I believe the moment the dolphins popped up, they were already giving us signals for interaction. A number of people who have been on the boats … people who have been in the diving industry for years … these are moments that they’ve always been waiting for, a chance to interact with animals like this. And around that time on the 26th of December, just before the waves came, around 10 o’clock, 10:30, when the dolphins appeared it was the perfect moment for us to interact with them, because we didn’t really know what was happening. In the history of Thailand they have not, at least in present history, they have not ever experienced a tsunami before. It was for them a very important lesson also. So I believe when we followed the dolphins, … they really on their part were telling us something. So for us, I sincerely believe this is a lesson we should all take, so once more when there will be disasters like this, these things can be documented, and we at least have … in effect, like some guidelines or signals to follow when dolphins appear like this, in terms of maybe typhoon or maybe again after another earthquake. At least we already realize they are communicating with us, something important, something which means our very own life and death.

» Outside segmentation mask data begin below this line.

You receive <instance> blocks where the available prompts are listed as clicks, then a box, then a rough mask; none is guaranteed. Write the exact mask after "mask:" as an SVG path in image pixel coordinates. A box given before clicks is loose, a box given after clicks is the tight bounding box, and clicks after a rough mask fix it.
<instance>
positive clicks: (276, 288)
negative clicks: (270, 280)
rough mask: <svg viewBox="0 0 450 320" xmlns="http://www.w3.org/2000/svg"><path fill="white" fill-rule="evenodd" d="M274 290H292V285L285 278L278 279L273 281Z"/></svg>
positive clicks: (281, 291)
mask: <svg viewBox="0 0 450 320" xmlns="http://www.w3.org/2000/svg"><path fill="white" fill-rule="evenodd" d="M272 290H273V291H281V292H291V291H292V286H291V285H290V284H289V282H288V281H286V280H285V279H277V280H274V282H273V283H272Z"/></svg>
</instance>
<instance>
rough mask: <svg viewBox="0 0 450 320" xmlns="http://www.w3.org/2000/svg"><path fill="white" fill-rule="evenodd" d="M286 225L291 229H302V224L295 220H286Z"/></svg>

After this happened, diving instructors and divers both were communicating a lot, some people were in tears, and a number of people, like me, believed the dolphins saved us and communicated with us. It was very emotional for us, especially when we came back to the mainland. We realized the monstrosity of the disaster that occurred. The number of people littered in the streets, all dead. We realized there was something special that really happened. It was almost a miracle we survived. … The miracle was just mere timing, being in the right place at the right time, following your instincts, understanding your surroundings, being in tune with nature, also cooperating and having a symbiotic relationship with other creatures of the sea.